そしてとうとう何の説教もなく、終了。しかし信者の多くは座ったまま、皆話し合ったり、更に祈りのポーズを取ったりしている。私は先に失礼した。周囲は真っ暗になっており、出口すらよく分からない。案内の男性が付き添い、ようやく外へ。トイレに行きたくなり、一息ついてから、車に乗り込む。もし車をチャーターしていなかったら、どうなっていただろうか。

10月9日(日)  (14) 古いコルカタ

今日はついにコルカタを離れ、ダージリンに向かう日。朝起きてメールをチェックするとジェットエアーからフライトが3時間遅れるとの連絡が入っている。これは助かる。空港で待つのはちょっと辛い。

仕方なく、また散歩に出る。ホテルの周りは何回も歩いたが、いつも感じるのは身分の壁。凄い量のゴミを仕分けている女性、そこにものすごい数のカラスが近寄り、餌を漁る。その中で彼女は黙々と作業をする。トイレも道端。壁はあるが、囲いはない。広い道路の高架の下には、家のない人々が寝泊まりしている。その数も相当である。朝晩は結構寒いのか、毛布などもあるが、基本的には殆ど物を持っていない。うーん。
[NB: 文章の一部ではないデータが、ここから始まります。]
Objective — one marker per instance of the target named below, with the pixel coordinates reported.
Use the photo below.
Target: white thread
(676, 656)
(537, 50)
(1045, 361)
バスターミナルがあった。どのバスも満員。どこから来たのか、古いバスが唸りを上げている。広々としたターミナルに朝日がまぶしい。その道路脇にクラシックタクシーがペチャンコになっていた。交通事故うだろう。この国では、事故は恐ろしい。

トラムも走っていた。車両は年代物。博物館にあってもおかしくない物が現役で走っている。これは古い建物同様、ベンガルのプライドだろうか。しかしこのトラム、どこから乗るのだろうか。乗客はあまりいないが、適当な場所で乗り込んでいるように見える。是非乗ってみたかったが、どこへ行ってしまうか全く不明のため、断念する。
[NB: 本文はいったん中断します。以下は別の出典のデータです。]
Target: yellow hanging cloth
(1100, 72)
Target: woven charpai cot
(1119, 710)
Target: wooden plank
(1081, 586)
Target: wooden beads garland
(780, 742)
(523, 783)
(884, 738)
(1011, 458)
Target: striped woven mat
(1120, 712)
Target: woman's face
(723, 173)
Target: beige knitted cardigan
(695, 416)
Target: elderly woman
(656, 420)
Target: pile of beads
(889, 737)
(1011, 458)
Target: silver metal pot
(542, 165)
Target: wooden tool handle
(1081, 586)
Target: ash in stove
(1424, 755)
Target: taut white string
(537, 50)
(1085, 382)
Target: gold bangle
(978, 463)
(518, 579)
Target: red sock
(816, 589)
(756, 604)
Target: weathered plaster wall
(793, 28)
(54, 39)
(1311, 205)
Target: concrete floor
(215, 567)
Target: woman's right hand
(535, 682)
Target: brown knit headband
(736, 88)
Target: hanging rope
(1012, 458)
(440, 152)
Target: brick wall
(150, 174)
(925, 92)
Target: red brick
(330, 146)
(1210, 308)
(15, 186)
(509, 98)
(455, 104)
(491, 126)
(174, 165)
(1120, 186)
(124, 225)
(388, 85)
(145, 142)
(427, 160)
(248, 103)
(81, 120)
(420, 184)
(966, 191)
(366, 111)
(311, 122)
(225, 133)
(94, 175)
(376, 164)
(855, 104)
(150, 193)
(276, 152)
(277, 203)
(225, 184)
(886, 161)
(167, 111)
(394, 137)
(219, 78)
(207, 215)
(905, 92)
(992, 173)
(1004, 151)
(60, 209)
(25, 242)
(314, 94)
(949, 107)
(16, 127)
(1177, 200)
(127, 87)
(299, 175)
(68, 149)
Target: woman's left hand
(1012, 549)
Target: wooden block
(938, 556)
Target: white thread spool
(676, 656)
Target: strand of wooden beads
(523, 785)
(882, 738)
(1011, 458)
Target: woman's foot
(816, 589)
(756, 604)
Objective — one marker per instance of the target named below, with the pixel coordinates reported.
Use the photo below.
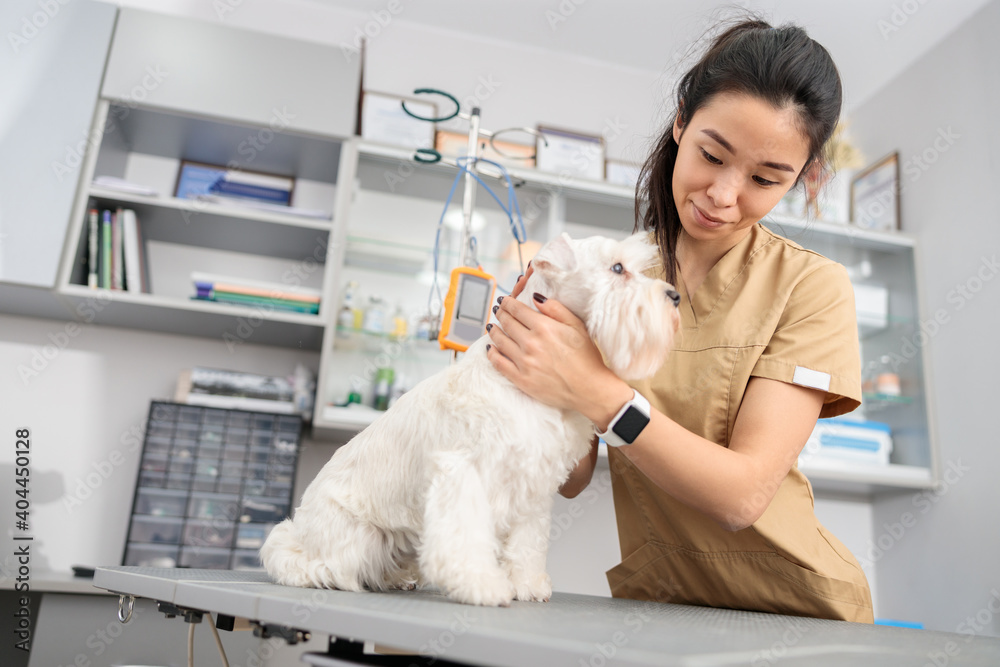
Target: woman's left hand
(547, 354)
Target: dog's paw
(537, 589)
(491, 591)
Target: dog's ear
(557, 255)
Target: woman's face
(737, 157)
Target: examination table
(570, 630)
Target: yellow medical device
(466, 308)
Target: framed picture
(383, 120)
(875, 195)
(619, 172)
(570, 153)
(198, 180)
(454, 144)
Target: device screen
(473, 302)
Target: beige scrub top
(768, 308)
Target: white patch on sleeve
(810, 378)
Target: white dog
(453, 486)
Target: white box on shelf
(872, 305)
(841, 440)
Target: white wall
(938, 553)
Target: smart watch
(626, 426)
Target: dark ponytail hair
(782, 66)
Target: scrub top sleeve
(816, 341)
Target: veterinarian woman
(710, 505)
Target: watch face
(630, 425)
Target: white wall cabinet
(259, 79)
(44, 128)
(177, 90)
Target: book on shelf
(93, 234)
(246, 292)
(116, 253)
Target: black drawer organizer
(212, 484)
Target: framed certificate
(383, 120)
(570, 153)
(875, 195)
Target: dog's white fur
(453, 486)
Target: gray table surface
(570, 630)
市場もあった。果物があり、横の箱を見ると「山東梨」とか、「おいしい梨」などと書かれている。この梨は中国から来たのか、それとも日本か。いや、箱の上にはハングルも書かれている。いずれにしても、アジアに中国などの果物が流れ込んでいる様子がよく分かる。

そしてホテルに戻ると迎えの車がやって来て、いよいよ出発だ。改めて街の中を通ると、本当に古い町並み。この風景は実に惜しい気がする。

(15) インド 空港の流儀

コルカタ空港に到着する。インドの空港は国内線といえども色々と面倒である。先ずは預ける荷物をX線に通す。ここが混んでいる。何とか2つの荷物を通し、シールを張ってもらう。そしてチェックイン。ここも混んでいる。どうしてインドにはこんなに人がいるのだろうか。これも急速に中産階級が育ち、旅が普通になりつつあるということか。特に今は旅行シーズン。致し方ない。
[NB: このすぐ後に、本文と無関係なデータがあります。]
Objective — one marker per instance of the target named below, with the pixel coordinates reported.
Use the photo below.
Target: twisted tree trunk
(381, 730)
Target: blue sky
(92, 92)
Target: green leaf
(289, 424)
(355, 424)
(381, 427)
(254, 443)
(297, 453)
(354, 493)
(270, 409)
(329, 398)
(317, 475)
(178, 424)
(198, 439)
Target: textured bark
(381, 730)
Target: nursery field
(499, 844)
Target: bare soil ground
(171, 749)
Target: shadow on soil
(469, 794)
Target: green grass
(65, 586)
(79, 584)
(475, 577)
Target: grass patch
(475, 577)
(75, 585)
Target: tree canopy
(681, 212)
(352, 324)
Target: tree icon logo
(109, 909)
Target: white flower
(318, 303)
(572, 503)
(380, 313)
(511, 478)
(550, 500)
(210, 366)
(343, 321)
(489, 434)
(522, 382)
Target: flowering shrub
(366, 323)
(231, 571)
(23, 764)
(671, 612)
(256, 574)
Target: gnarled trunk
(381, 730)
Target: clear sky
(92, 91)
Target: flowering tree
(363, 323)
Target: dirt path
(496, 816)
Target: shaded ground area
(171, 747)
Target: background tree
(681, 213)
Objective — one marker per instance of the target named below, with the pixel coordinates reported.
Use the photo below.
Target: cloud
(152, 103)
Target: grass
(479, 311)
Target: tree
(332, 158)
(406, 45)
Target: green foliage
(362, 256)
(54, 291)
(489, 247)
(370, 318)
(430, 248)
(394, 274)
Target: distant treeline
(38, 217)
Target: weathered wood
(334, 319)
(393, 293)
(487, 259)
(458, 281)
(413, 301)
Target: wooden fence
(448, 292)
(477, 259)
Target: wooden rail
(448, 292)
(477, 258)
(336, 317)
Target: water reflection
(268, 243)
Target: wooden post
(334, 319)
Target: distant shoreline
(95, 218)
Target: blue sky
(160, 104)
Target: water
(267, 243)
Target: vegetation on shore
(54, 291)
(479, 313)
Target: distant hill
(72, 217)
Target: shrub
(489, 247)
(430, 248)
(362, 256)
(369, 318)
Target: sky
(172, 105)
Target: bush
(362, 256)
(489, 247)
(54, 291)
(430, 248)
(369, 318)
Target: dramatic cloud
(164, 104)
そして手荷物チェック。ここも長蛇の列だが、先頭までようやく行くと列が違うという。何の表示もなく、指示もない状態では納得できないが、「俺がルールブック」と言う厳めしい係員の顔を見ると並び直さざるを得ない。バックを持っているかどうかで分けるらしい。更にポケットにデジカメが入っていたため、もう一度やり直し。流石に抗議して特別に係員にデジカメを通してもらう。

ここまですればもう問題はないはずだったが。実は搭乗の際、また問題が起こる。手荷物にタッグが付いていないというのだ。確かに前回デリー空港でもあわや出国無効になりかけたのだが、今回は何度もチェックを受けており、問題はないような・・。しかし係官はここでもルールをかざし、何とチェックインカウンターまで戻るよう指示。

慌てて、手荷物チェックをすり抜け、元に戻る。タッグを見付けてまたチェックへ。事情を話し、列を回避し、チェックのX線を通し、スタンプを貰う。そうして急いで2階の出発ゲートへ。えらい疲れた。何でこんな目に遭わなければならないのか。思うに、インドでは分業が進み過ぎ、誰かがタッグが無いことを注意してくれることはない、ということ。これが民主主義?これはインドの弱点であり、日本にとっては要注意点であろう。

まあ兎に角何とか飛行機に乗り込み、無事に出発。